One concern is that some of these acquisitions are “killer acquisitions,” i.e. made only for the purpose of shutting down potential competition, a phenomenon recently studied in the pharmaceutical sector (see Cunningham et. al 2018). Things look different in the tech sector, as many of the targets offer products that are complementary to the incumbents, and the perspective of being bought out by a big firm is a strong incentive to innovate. At the same time, economies of scope might turn a firm that offers a complementary product today into a rival tomorrow, but it is hard to predict when this is the case.

In markets such as these, with young firms and rapidly evolving technologies, competition authorities are bound to make errors, either of type I – blocking a pro-competitive one – or type II – approving an anticompetitive merger. The current situation is very asymmetric, as none of the reviewed acquisitions by the Big Tech firms have been blocked. This is certainly suboptimal, especially given that the cost of a type II error, namely elimination of competition, is probably much larger than that of a type I error. While recognising that predicting the effects of a merger is especially difficult in innovative markets, moving the needle towards a stricter approach to mergers in the digital sector seems warranted.

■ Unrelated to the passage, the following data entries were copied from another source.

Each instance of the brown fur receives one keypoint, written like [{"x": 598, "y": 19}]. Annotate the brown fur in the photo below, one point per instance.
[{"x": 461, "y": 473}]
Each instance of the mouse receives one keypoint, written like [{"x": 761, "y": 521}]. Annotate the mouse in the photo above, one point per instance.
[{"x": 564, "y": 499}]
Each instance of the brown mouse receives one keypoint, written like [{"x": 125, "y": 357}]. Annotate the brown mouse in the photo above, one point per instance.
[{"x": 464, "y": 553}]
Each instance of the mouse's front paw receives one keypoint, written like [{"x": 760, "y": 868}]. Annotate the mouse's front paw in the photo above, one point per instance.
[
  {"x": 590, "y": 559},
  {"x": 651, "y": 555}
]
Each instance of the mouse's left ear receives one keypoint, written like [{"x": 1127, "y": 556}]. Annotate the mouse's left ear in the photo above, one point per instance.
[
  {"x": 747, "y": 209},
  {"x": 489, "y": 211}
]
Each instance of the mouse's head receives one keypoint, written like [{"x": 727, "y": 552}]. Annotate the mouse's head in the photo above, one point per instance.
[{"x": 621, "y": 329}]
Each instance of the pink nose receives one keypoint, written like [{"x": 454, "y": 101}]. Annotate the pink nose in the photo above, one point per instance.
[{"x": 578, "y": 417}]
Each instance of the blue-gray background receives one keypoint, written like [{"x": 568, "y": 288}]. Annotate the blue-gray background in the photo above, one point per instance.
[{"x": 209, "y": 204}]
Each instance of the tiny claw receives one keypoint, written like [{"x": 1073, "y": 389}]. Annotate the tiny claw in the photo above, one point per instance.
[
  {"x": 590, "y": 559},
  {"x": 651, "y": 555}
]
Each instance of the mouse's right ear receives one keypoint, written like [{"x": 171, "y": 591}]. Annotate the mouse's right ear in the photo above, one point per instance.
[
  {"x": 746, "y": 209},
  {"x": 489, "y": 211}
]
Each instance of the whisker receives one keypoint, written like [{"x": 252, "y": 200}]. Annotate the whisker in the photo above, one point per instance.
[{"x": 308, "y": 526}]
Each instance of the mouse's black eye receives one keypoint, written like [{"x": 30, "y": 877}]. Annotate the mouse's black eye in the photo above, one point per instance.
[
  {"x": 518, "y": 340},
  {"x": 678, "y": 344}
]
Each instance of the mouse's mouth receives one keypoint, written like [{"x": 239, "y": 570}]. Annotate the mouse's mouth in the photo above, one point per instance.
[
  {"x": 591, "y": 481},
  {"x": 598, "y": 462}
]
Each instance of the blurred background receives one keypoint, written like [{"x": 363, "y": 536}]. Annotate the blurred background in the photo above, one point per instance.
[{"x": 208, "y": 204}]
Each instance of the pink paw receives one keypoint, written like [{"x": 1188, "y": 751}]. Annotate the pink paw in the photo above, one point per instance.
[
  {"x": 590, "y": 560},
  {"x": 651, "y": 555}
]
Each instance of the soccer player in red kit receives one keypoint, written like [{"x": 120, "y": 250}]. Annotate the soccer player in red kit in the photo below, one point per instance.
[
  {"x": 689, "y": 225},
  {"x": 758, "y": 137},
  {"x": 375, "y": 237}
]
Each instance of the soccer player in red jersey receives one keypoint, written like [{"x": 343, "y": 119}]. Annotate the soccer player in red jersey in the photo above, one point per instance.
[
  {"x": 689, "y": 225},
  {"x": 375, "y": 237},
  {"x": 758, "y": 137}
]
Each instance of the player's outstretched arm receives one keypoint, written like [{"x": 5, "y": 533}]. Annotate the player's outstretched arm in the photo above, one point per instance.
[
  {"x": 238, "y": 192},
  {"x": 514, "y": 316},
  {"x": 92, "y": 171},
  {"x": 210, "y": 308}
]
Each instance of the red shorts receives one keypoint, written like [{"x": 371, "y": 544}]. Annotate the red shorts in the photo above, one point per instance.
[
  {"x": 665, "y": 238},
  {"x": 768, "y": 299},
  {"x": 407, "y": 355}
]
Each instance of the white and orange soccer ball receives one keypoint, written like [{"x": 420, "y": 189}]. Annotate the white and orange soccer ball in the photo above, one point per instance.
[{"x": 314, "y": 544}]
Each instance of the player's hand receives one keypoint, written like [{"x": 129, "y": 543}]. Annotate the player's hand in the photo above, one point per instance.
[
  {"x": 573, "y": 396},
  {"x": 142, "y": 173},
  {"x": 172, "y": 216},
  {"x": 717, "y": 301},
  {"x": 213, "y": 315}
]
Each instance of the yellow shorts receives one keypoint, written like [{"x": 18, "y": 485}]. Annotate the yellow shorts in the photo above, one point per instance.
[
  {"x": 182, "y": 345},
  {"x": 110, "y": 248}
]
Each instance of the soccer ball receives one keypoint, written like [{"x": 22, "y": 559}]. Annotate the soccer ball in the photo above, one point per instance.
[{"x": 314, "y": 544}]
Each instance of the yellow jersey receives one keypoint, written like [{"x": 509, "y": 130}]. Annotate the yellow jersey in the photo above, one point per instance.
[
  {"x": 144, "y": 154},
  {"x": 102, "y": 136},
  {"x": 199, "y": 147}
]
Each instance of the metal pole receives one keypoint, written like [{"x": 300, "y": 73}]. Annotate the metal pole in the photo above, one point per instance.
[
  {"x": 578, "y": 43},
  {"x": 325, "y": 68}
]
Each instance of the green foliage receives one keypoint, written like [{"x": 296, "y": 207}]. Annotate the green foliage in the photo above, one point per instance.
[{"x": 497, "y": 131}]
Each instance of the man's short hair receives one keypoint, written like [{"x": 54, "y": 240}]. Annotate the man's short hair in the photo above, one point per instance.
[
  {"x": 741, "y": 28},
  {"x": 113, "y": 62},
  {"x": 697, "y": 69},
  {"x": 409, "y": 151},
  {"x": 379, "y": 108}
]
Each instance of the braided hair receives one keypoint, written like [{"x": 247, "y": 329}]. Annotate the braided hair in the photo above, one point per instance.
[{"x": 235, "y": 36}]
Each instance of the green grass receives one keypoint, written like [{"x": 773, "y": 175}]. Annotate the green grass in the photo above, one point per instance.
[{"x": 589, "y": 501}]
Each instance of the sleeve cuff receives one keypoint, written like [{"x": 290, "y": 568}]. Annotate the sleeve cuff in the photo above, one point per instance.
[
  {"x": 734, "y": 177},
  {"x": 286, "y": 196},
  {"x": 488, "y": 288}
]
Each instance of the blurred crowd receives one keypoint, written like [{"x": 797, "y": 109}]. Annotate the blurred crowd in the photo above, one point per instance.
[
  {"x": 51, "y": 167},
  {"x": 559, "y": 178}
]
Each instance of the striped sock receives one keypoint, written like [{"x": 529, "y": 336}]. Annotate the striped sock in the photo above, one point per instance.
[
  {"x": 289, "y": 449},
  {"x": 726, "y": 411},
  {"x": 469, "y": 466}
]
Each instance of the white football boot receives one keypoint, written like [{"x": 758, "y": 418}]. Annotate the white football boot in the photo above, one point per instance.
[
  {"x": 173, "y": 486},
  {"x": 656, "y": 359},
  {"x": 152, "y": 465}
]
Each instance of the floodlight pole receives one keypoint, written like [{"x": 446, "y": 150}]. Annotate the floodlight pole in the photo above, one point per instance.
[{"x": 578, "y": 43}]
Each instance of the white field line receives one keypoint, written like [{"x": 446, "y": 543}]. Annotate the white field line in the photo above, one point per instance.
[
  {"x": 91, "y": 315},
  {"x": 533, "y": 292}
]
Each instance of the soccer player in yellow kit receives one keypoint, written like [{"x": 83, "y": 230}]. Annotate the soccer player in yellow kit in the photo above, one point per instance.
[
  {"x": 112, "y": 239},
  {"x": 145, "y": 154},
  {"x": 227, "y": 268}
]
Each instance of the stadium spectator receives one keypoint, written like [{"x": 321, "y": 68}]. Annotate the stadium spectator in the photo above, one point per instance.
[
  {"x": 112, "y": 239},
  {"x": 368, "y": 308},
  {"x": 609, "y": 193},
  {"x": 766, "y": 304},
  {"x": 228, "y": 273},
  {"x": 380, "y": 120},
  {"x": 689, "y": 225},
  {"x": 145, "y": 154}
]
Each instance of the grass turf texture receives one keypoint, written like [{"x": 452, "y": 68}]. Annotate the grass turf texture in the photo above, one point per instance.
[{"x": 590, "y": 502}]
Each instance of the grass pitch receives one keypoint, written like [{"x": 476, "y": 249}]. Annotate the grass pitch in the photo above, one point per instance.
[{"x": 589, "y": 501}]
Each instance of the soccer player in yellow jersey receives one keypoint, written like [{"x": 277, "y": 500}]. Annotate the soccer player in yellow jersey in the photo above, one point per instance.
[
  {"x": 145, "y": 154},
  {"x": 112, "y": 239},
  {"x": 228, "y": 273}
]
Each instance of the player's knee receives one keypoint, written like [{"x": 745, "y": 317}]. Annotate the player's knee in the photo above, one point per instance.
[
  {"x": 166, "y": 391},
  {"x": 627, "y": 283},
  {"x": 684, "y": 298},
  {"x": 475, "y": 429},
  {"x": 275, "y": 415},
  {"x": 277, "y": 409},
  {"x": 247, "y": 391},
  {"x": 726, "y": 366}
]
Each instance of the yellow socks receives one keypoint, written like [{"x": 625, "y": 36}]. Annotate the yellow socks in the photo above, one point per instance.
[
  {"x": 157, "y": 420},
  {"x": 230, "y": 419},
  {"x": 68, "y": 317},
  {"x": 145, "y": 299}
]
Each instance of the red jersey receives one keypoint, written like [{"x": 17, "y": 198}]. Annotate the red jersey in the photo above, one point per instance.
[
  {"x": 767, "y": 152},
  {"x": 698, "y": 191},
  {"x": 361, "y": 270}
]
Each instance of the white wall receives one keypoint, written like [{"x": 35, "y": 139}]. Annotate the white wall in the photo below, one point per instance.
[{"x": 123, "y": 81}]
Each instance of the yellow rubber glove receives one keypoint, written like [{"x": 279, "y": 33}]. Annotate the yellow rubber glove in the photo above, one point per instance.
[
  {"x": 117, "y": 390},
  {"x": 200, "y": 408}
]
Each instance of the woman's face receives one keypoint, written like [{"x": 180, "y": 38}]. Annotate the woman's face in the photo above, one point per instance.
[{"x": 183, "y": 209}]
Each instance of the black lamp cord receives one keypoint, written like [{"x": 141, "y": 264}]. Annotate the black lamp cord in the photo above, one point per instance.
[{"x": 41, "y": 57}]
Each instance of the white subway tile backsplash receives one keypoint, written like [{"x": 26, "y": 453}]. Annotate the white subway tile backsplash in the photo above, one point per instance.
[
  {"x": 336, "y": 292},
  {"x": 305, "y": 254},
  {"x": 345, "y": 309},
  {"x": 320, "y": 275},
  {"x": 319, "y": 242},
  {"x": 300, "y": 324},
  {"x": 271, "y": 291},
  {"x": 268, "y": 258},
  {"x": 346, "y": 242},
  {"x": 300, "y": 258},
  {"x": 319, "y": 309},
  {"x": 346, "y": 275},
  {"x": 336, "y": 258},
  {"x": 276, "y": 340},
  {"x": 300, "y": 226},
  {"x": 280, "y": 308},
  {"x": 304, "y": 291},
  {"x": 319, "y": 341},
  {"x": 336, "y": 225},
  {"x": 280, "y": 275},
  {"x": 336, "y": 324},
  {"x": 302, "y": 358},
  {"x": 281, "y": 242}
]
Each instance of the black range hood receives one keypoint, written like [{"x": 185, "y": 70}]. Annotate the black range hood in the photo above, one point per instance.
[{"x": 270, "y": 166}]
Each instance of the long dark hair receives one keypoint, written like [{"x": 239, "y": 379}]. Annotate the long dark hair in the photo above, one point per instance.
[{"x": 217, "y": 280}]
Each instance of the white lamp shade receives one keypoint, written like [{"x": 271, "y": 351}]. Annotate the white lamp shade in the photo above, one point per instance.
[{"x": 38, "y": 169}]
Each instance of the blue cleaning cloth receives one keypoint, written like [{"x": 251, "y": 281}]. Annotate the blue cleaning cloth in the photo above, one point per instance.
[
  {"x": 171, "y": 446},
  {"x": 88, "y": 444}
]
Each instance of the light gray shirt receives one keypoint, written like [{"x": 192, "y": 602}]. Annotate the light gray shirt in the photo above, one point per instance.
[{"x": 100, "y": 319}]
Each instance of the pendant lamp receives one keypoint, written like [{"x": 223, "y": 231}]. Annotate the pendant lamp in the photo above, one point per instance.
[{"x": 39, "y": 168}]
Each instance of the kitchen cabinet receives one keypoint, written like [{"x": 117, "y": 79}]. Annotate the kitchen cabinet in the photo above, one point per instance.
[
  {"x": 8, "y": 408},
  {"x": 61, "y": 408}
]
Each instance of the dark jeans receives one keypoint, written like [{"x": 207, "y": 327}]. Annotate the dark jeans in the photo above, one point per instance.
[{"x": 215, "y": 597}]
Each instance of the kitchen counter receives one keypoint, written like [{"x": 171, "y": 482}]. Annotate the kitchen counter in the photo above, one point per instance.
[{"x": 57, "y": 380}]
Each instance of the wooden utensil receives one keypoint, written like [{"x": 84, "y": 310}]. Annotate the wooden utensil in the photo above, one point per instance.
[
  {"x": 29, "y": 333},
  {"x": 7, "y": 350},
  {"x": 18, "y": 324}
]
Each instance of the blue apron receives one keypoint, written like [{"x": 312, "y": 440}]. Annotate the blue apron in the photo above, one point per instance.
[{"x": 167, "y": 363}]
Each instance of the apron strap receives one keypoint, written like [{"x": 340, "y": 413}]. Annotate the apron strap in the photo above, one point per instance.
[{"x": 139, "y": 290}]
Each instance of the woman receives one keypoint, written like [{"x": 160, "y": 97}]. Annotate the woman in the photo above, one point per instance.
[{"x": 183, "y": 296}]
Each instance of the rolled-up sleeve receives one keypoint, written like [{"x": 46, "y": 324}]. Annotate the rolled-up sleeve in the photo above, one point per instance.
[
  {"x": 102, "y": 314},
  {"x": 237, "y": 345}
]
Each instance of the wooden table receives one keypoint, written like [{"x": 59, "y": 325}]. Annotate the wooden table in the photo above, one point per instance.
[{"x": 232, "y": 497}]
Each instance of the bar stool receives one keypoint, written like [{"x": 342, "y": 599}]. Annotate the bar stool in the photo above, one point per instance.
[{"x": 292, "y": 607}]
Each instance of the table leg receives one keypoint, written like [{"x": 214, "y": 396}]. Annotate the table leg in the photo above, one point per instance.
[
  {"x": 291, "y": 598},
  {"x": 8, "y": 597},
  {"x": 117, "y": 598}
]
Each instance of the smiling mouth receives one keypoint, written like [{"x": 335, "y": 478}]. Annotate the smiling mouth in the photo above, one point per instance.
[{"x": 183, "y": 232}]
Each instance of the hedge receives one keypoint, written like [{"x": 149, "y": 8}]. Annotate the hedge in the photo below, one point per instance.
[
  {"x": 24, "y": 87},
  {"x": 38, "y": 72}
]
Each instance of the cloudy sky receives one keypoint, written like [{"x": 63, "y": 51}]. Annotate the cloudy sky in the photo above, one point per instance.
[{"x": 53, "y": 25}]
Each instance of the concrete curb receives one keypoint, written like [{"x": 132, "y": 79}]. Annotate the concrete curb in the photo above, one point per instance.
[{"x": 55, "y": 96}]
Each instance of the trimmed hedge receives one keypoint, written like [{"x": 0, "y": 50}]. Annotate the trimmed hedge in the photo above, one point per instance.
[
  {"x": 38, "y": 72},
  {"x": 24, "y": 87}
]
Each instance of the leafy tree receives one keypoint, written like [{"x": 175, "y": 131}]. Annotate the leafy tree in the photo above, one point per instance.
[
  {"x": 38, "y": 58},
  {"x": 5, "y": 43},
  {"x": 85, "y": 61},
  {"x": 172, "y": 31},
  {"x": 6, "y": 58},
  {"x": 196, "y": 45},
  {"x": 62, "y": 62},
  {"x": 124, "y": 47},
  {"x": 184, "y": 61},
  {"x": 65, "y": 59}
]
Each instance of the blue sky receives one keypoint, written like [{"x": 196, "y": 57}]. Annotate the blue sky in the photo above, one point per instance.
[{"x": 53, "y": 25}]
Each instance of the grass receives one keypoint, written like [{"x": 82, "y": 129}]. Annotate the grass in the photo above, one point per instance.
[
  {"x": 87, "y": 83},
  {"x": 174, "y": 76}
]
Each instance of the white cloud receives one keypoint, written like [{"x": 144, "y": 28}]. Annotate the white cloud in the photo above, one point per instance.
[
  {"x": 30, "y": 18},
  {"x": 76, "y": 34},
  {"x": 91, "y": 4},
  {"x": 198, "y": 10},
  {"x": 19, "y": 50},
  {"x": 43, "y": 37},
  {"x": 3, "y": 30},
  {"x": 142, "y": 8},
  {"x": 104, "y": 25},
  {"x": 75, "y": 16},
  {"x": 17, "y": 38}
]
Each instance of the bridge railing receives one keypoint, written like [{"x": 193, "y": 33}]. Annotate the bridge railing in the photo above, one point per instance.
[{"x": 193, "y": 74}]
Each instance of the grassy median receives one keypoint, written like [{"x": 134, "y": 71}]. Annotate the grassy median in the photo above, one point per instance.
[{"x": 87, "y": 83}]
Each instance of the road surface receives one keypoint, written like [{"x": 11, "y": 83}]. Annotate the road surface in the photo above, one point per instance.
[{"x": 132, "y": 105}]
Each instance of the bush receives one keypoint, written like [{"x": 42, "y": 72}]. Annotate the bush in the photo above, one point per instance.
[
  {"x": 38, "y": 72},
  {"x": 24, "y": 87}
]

As I tried to show in this brief essay, ensuring effective competition in the technological markets will require a more elaborate answer than a break-up, the efficacy of which is highly doubtful. Several approaches have been proposed, and the debate is still raging. These are exciting times to be an industrial economist!

By Alexandre de Corniere

 

References

Caillaud, Bernard, and Bruno Jullien. “Chicken & egg: Competition among intermediation service providers.” RAND Journal of Economics (2003): 309-328.

Crémer, Jacques, Yves-Alexandre de Montjoye and Heike Schweitzer, “Digital policy for the digital era”, 2019

Cunningham, Colleen, Florian Ederer, and Song Ma. “Killer acquisitions.” Working Paper (2018).

De Cornière, Alexandre and Greg Taylor. “Upstream Bundling and Leverage of Market Power”, CEPR working Paper, 2018

De Cornière, Alexandre and Greg Taylor. “A Model of Biased Intermediation”, Rand Journal of Economics, forthcoming

Shapiro, Carl, and Hal R. Varian. Information rules: a strategic guide to the network economy. Harvard Business Press, 1998.

UK report, “Unlocking digital competition: report from the digital competition expert panel”, 2019.